Just a Story


I recently watched the Netflix documentary on the Elisa Lam case, Crime Scene: The Vanishing at the Cecil Hotel.

It’s a bizarre and interesting case that I won’t recount here. There are plenty of places to learn about it, including the documentary. I’m more interested in talking about what the documentary says, perhaps unintentionally, about our society. And about me.

First, let’s be honest. What makes the Elisa Lam story compelling is the lurid sensationalism. It has elements of the bizarre and the macabre – the creepy elevator video, the hotel’s sordid history and seedy location, the circumstances that led to the discovery of her body. And it mixes that with what seemed at the time to be a truly baffling mystery. 

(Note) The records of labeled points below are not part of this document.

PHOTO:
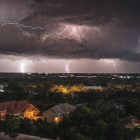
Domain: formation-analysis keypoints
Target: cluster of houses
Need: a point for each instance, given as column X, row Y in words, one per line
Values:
column 25, row 109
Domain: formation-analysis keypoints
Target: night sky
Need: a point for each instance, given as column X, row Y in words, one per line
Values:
column 72, row 36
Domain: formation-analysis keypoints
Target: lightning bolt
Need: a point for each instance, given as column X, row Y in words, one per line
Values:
column 20, row 26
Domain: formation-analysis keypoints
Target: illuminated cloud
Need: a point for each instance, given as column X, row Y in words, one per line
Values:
column 70, row 30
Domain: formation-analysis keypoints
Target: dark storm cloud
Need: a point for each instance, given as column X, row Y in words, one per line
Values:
column 97, row 29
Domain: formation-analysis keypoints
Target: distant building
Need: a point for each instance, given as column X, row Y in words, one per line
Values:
column 93, row 87
column 20, row 108
column 56, row 113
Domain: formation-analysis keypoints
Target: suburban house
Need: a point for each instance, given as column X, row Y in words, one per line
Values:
column 135, row 122
column 20, row 108
column 93, row 88
column 56, row 113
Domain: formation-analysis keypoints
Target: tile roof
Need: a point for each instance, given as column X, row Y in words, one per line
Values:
column 13, row 107
column 62, row 109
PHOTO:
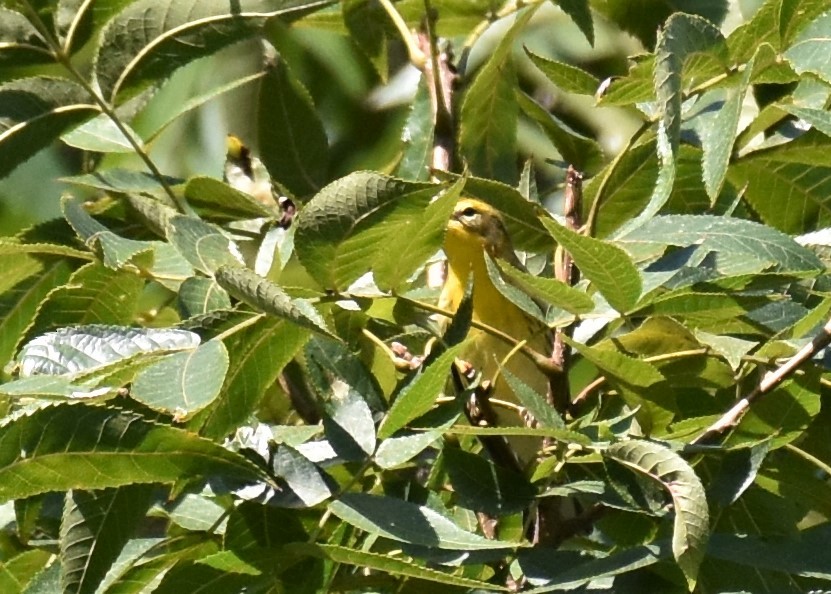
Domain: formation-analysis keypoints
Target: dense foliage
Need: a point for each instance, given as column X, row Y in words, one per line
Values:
column 206, row 391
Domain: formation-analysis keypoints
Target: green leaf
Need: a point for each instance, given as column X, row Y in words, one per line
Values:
column 21, row 43
column 809, row 52
column 643, row 18
column 580, row 13
column 416, row 240
column 398, row 450
column 692, row 520
column 732, row 239
column 149, row 40
column 718, row 137
column 407, row 522
column 215, row 199
column 617, row 563
column 205, row 246
column 257, row 356
column 578, row 150
column 513, row 294
column 303, row 478
column 83, row 348
column 269, row 298
column 184, row 382
column 94, row 528
column 94, row 294
column 387, row 564
column 550, row 290
column 417, row 137
column 487, row 136
column 605, row 265
column 99, row 447
column 483, row 486
column 347, row 226
column 802, row 554
column 536, row 404
column 292, row 140
column 817, row 118
column 102, row 135
column 34, row 112
column 367, row 23
column 199, row 295
column 27, row 281
column 565, row 76
column 420, row 394
column 783, row 415
column 20, row 570
column 619, row 366
column 115, row 251
column 797, row 174
column 122, row 180
column 348, row 422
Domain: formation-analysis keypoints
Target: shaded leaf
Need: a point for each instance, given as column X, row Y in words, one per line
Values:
column 809, row 52
column 94, row 528
column 205, row 246
column 390, row 565
column 608, row 267
column 34, row 112
column 618, row 365
column 718, row 137
column 292, row 140
column 420, row 394
column 83, row 348
column 213, row 198
column 550, row 290
column 733, row 238
column 303, row 478
column 93, row 294
column 269, row 298
column 580, row 151
column 27, row 282
column 184, row 382
column 199, row 295
column 346, row 227
column 483, row 486
column 487, row 136
column 117, row 448
column 417, row 137
column 691, row 526
column 149, row 40
column 797, row 174
column 565, row 76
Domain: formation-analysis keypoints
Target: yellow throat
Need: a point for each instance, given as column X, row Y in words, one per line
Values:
column 475, row 228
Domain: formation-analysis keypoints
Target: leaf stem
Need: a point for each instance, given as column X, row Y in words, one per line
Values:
column 64, row 59
column 417, row 57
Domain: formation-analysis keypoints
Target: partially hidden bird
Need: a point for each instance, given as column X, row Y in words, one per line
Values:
column 476, row 228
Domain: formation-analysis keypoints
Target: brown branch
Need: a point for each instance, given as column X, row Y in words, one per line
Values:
column 772, row 379
column 565, row 271
column 440, row 75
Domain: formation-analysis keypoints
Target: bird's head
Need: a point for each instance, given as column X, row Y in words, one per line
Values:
column 475, row 224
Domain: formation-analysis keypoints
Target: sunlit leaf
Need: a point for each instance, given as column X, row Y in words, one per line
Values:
column 117, row 448
column 691, row 526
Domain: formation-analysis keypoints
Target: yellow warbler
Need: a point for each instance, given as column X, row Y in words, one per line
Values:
column 473, row 229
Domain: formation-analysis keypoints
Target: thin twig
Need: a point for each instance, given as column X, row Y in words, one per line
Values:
column 566, row 272
column 732, row 417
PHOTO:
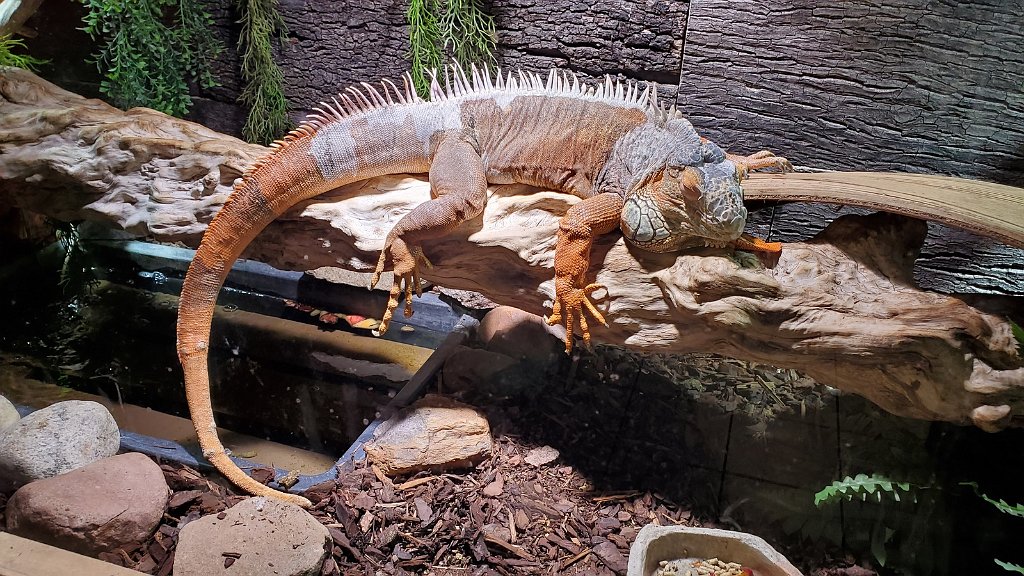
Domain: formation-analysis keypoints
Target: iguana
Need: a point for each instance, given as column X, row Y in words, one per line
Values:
column 636, row 165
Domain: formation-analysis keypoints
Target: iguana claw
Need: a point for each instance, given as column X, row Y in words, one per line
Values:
column 406, row 262
column 571, row 301
column 754, row 244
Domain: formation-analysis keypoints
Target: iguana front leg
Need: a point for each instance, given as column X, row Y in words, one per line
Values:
column 744, row 165
column 459, row 192
column 587, row 219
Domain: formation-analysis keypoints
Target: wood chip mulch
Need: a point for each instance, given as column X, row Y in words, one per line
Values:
column 505, row 517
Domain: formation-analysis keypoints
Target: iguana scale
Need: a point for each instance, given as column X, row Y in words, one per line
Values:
column 636, row 166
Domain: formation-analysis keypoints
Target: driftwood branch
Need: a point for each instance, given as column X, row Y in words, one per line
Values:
column 842, row 307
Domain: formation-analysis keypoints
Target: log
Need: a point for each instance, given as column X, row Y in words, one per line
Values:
column 842, row 307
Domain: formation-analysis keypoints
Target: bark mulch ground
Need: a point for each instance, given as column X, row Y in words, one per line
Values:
column 507, row 516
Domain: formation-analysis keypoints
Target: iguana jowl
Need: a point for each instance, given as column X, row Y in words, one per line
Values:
column 636, row 165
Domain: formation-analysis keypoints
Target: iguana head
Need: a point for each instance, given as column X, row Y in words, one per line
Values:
column 691, row 198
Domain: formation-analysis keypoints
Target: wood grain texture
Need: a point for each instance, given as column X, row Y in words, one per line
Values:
column 635, row 40
column 984, row 208
column 905, row 85
column 841, row 307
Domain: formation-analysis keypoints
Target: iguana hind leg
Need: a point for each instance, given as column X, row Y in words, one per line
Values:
column 591, row 217
column 459, row 190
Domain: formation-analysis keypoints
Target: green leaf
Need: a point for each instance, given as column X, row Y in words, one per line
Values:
column 1010, row 567
column 861, row 485
column 1000, row 504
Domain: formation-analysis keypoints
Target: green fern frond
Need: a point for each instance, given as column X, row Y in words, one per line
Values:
column 1009, row 567
column 862, row 486
column 1000, row 504
column 8, row 57
column 264, row 90
column 151, row 49
column 439, row 30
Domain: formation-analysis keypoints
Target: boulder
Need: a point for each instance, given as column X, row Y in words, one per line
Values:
column 256, row 536
column 56, row 440
column 8, row 414
column 521, row 335
column 435, row 434
column 112, row 502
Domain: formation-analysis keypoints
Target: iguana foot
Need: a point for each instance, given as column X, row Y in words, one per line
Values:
column 404, row 260
column 754, row 244
column 569, row 304
column 758, row 161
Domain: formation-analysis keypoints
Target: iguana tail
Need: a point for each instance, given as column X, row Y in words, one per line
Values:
column 321, row 155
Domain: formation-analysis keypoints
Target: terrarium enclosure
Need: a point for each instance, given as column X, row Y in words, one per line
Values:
column 854, row 402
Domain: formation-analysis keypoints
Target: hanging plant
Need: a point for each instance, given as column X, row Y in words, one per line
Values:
column 264, row 90
column 439, row 30
column 8, row 57
column 151, row 49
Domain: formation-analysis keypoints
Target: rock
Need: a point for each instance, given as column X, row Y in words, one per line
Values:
column 541, row 455
column 435, row 433
column 56, row 440
column 520, row 335
column 474, row 369
column 256, row 536
column 8, row 414
column 96, row 508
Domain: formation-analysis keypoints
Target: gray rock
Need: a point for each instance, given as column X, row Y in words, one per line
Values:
column 56, row 440
column 521, row 335
column 8, row 414
column 435, row 433
column 262, row 535
column 474, row 369
column 109, row 503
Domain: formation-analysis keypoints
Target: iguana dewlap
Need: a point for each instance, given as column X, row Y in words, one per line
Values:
column 637, row 166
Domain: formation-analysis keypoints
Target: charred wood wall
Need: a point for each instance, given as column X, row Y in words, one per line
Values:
column 931, row 86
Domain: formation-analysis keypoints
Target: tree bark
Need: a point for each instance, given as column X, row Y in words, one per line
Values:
column 841, row 307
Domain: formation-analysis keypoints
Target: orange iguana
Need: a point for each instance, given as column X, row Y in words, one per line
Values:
column 637, row 166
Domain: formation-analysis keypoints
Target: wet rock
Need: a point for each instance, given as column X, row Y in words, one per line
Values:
column 56, row 440
column 433, row 434
column 474, row 369
column 8, row 414
column 520, row 335
column 256, row 536
column 117, row 501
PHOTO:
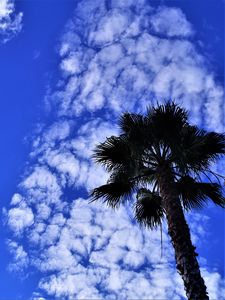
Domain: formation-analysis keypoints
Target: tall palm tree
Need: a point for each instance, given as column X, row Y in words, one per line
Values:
column 163, row 159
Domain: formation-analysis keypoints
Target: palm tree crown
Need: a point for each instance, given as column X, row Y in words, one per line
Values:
column 145, row 144
column 151, row 147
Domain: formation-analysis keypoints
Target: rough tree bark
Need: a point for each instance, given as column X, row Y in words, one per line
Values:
column 185, row 255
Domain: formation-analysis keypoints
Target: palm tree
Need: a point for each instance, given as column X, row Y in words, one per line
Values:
column 163, row 159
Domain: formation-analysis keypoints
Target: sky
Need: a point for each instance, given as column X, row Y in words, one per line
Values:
column 68, row 69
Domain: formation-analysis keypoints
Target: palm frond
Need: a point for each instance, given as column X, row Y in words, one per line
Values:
column 148, row 208
column 198, row 148
column 166, row 121
column 195, row 194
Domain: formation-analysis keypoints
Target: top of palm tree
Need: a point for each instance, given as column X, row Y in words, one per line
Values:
column 147, row 143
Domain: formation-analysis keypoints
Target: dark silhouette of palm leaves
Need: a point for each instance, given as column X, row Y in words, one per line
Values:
column 162, row 159
column 145, row 142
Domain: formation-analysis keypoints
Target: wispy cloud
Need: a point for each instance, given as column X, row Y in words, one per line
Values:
column 112, row 59
column 10, row 21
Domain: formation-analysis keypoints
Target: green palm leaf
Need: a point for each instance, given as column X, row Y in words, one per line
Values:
column 197, row 149
column 148, row 208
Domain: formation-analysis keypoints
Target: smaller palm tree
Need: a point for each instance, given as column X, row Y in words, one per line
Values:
column 163, row 159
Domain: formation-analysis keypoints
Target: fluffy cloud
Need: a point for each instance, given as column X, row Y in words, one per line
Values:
column 126, row 62
column 171, row 22
column 10, row 22
column 113, row 58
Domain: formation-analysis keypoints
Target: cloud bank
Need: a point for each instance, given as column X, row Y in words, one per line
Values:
column 114, row 57
column 10, row 21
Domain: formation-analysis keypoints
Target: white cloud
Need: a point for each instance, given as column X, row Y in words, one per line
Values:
column 126, row 67
column 111, row 62
column 171, row 22
column 10, row 21
column 20, row 217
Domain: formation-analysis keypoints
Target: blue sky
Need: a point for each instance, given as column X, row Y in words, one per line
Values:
column 68, row 69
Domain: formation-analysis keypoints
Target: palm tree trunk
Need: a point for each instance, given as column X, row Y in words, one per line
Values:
column 185, row 255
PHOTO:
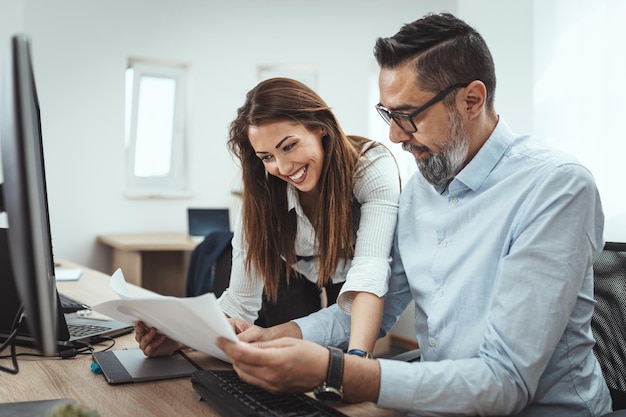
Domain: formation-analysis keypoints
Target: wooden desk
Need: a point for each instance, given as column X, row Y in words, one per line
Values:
column 50, row 378
column 157, row 261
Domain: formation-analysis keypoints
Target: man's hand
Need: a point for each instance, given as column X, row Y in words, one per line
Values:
column 281, row 365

And Elisa herself made it a compelling story. Her thoughtful and guileless social media posts make her a particularly tragic victim. She seems like an innocent, idealistic child in the midst of so much craven seediness. But of course that just amplifies the core luridness of the story – a fawn-like female victim devoured by a cruel, callous world must be one of the oldest crime story tropes.

One of my personal grievances of our modern age is the increasing prevalence and acceptance of conspiracy theorists. We used to roll our eyes at them, or at best, find them amusing in a mostly harmless sort of way (remember the Lone Gunmen from The X-Files?). Back then, the worst problem with conspiracy theories was that they muddied the waters of history, blurring the lines between confirmed fact and unsubstantiated conjecture. They made it impossible to come to a consensus understanding of everything from UFO sightings, to celebrity deaths, to political assassinations.

But in the last twenty years, conspiracy theory has become a central theme to a great deal of society’s problems. Racism, misogyny, destructive nationalism – conspiracy theory is a core part of the belief system of all the purveyors of these ills. The same conspiracy fog that makes it hard to separate fact from speculation is now enveloping much more important topics than what happened to Elvis. It’s no longer funny because it’s massively damaging.

And so the 3rd episode of Crime Scene was particularly off-putting because it gave equal airtime and legitimacy to wildly speculative conspiracy as it did to confirmed fact. It also sympathetically portrayed these "Internet sleuths" (read: conspiracy theorists) in all their narcissistic glory. It was really irritating to see these assholes making a "pilgrimage" to the Hotel Cecil, smiling vacuously for their cell phone cameras while sneaking into Elisa’s room or riding the elevator where she was last seen alive. And it was infuriating to listen to them throw out baseless theories about what happened to her, while knowing that her grieving parents were in desperate need of authoritative, fact-based answers.

And I’ve been dwelling on another obvious but unsettling aspect to it. The documentary mined the same exploitative material as these conspiracy nimrods. In fact, it strip-mined that material, playing up the luridness in an effort to extract as much creepiness, mystery, and drama as possible to tell a good story, as if the basic facts weren't enough. Crime Scene at least had the dignity to shut down all the reckless conspiracy mongering in the final episode and just focus on the documented facts and the sad, logical explanation for those facts. And the final act did tie the story back to an innocent but troubled young woman. But not before squeezing every bit of salaciousness possible in the previous three episodes.

Finally, I was confronted with my own role in this crap. Watching the documentary fed my own morbid fascination with "the story". Maybe I had the decency not to make a hobby out of it and plan my vacations around it like these Internet sleuth cretins, but there’s no denying I shared their fascination. I felt like I needed a shower after watching Crime Scene and it's made me seriously question my choices.

For a few hours of cheap, low-grade entertainment, a family went through worse pain than any people should ever have to endure, an innocent person was mercilessly bullied and harassed, and a young woman lost her life. And it all happened. For real.